SLR - March 2019 - Terrence S. Park
Association of Hemoglobin A1c and Wound Healing in Diabetic Foot Ulcers
Reference: Betiel K. Fesseha, Christopher J Abularrage, Kathryn F Hines, Ronald Sherman, Priscilla Frost, Susan Langan, Joseph Canner, Kendall C. Likes, Sayed M Hosseini, Gwendolyne Jack, Caitlin W. Kicks, Swaytha Yalamanchi, and Nestoras Mathioudakis. Association of Hemoglobin A1c and Wound Healing in Diabetic Foot Ulcers. Diabetes Care. 2018 July 6; 41:1478–1485.

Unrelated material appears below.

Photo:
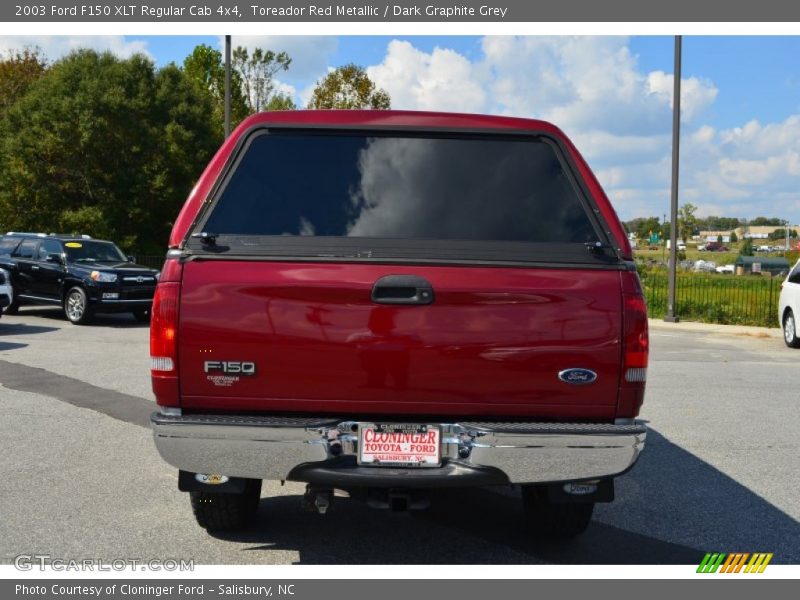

Scientific Literature Review
Reviewed By: Terrence S. Park, DPM
Residency Program: New York Presbyterian/Queens, Flushing, NY
Podiatric Relevance: The diabetic foot ulcer is a common condition seen and treated by podiatric surgeons and has major implications on quality of life as well as life expectancy. Notably, five-year mortality rates are as high as 55 percent for ischemic ulcers and 77 percent for those with a previous lower-limb amputation. Healing of a wound depends on many different factors, but previously published studies report no association between baseline A1c and wound healing. However, most of these studies have limitations where the measure of glycemic control was obtained prior to the initiation of the study, making it difficult to make inferences regarding the effect of the glucose control during treatment. In this study, baseline as well as prospective A1c were obtained to assess the effect of glycemic control and its effect on wound healing.
Methods: This is a retrospective study of an ongoing prospective, clinic-based study of patients with DFUs treated at an academic institution between July 2012 and March 2017 (4.7 years). Data from 584 wounds (total 270 patients) were included in this analysis. Cox proportional hazards regression model was used to assess the incidence of wound healing at any follow-up time. Criteria assessed in this study are long-term (>90 days) wound healing in relation to baseline A1c, nadir A1c change and mean A1c change from baseline, both unadjusted and adjusted for potential confounders.
Results: Overall, baseline A1c was not associated with wound healing in both univariate or fully adjusted models. A paradoxical positive association was observed with long-term wound healing in the subset of participants with baseline A1c <7.5 percent who had worse glycemic control during the treatment period; groups with a nadir A1c change from -0.29 to 0.0 (tertile 2) and a nadir A1c change of 0.09 to 2.4 (tertile 3). However, there was no association with wound healing with the mean A1c change from baseline in this group. Neither nadir A1c change or mean A1c change were associated with long-term wound healing in participants with baseline A1c >7.5 percent.
Conclusion: Contrary to the authors' initial hypothesis that tight glycemic control can enhance outcomes, a clinically meaningful correlation between wound healing in patients with DFU and their diabetes status was not found. Even more interesting was the fact that better wound healing was observed in a group with better baseline glycemic control (baseline A1c <7.5 percent) when the A1c was elevated during the study period. This paradoxical finding is counterintuitive. One of the possible explanations offered by the authors was the adverse effect of hypoglycemia on the healing process. This requires confirmation in future studies, perhaps with a design that takes account of the effect of timing and dosage of hypoglycemic agents administered during the treatment period.